As Elixir’s Machine Learning (ML) ecosystem grows, many Elixir enthusiasts who wish to adopt the new machine learning libraries in their projects are stuck at a crossroads of wanting to move away from their existing ML stack (typically Python) while not having a clear path of how to do so. I would like to take some time to talk to WHY I believe now is a good time to start porting over Machine Learning code into Elixir, and HOW I went about doing just this for two libraries I wrote: EXGBoost (from Python XGBoost) and Mockingjay (from Python Hummingbird).
Why is Python not Sufficient?
There’s a common saying in programming languages that no language is perfect, but that different languages are suited for different jobs. Languages such as C, Rust, and now even Zig are known for their targeting systems development, while languages such as C++, C#, and Java are more commonly used for application development, and obviously there are the web languages such as JavaScript/TypeScript, PHP, Ruby (on Rails), and more. There are gradations to these rules of course, but more often than not there are good reasons that languages tend to exist within the confines of particular use cases.
Languages such as Elixir and Go tend to be used in large distributed systems because they place an emphasis on having great support for common concurrency patterns, which can come at the cost of supporting other domains. Go, for example, has barely (if any?) support for machine learning libraries, but it’s also not trying to cater to that as a target domain. For a long time,e the same could have been said about Elixir, but over the past two or so years, there has been a massive concerted push from the Elixir community to not only have support for machine learning, but to push the envelope with the maintaining state of the art libraries that are beginning to compete with the other dominant machine learning languages – namely Python.
Python has long been the gold standard in the realm of machine learning. The breadth of libraries and the low entry barrier makes Python a great language to work with, but it does create a bit of a bottleneck. Any application that wishes to integrate machine learning has historically had only a couple of options: have a Python component or reach into the underlying libraries that power much of the Python libraries directly. Despite all the good parts of Python I mentioned before, speed and support for concurrency are not on that list. Elixir-Nx is striving to give another option – an option that can take advantage of the native distributed support that Elixir and the BEAM VM have to offer. Nx’s Nx.Serving
construct is a drop-in solution for serving distributed machine-learning models.
How to Proceed
Sean Moriarity, the co-creator of Nx, creator of Axon, and author of Machine Learning in Elixir, has talked many times about how the initial creation of Nx and Axon involved hours upon hours of reading source code from reference implementations of libraries in Python and C++, namely the Tensorflow source code. While I was writing EXGBoost and Mockingjay, much of my time, especially towards the beginning, was spent referencing the Python and C++ implementations of the original libraries. This builds a great fundamental understanding of the libraries as well as taught me how to identify patterns in Python and C++ and identify the Elixir pattern that could express the same ideas. This skill is invaluable, and the better I got at it the faster I could write. Below is a summary and key takeaways from my process of porting Python / PyTorch to Elixir / Nx.
Workflow Overview
Before I get to the examples from the code bases, I would like to briefly explain the high-level cyclical workflow I established while working on this effort, and what I would recommend to anyone pursuing a similar endeavor.

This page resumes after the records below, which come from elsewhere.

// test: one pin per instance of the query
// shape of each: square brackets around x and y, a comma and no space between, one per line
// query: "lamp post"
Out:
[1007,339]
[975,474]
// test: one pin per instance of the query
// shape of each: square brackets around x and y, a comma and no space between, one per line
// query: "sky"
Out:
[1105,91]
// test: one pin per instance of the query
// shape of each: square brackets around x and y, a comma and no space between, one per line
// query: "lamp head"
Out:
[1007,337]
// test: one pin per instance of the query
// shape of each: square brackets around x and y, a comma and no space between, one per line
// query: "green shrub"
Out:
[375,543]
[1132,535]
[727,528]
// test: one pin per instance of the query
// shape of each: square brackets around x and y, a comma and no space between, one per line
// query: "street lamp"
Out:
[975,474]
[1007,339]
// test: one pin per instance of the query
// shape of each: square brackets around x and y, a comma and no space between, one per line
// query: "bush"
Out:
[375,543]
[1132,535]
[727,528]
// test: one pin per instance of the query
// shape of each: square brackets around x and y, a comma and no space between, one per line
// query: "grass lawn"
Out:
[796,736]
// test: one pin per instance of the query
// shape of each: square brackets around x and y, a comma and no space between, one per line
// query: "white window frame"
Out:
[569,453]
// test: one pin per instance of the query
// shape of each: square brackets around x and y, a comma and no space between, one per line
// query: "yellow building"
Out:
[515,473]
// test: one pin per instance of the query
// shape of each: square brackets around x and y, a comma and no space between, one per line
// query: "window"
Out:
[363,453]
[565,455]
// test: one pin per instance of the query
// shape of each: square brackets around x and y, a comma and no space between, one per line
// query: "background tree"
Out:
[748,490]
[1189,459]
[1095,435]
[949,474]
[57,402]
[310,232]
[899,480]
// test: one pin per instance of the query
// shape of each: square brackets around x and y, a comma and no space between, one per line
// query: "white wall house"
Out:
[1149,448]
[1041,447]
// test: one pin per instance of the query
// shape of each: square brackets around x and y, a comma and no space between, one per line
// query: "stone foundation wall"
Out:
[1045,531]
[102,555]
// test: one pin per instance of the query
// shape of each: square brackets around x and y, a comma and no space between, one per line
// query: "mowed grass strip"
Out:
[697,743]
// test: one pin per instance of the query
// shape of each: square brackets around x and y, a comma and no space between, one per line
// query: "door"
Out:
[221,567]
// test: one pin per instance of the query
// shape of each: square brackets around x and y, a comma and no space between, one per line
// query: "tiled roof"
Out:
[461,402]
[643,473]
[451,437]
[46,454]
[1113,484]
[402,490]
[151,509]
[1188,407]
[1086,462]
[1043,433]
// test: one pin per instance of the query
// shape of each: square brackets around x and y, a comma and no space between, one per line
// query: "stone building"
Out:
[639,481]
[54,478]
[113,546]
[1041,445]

Understand the Macro System
Much like how there’s a common strategy to reading comprehension which involves reading through the entire document once to get a high-level understanding and then doing subsequent shorter reads to gain more in-depth understanding with the added context of the entire piece, you can consider doing the same when reading code. My first step was to follow the logical flow from the call of hummingbird.ml.convert
to the final result. You can use tools such as function tracers and callgraph generators to accelerate this part of the process, or manually trace depending on the extent of the codebase. I felt in my case that it was manageable to trace myself.
Read the Documentation
Once you have a general understanding of the flow and process of the original system, you can start referring to the documentation for some additional context. In my case, this lead me to the academic paper Taming Model Serving Complexity, Performance and Cost: A Compilation to Tensor Computations Approach, which was the underlying ground work and basis for their implementation. I could write a whole other blog post about the process of transcribing algorithms and code from academic papers and pseudocode, but for now just know that these are some of the most important pieces you can refer to while re-implementing or porting over a piece of source code.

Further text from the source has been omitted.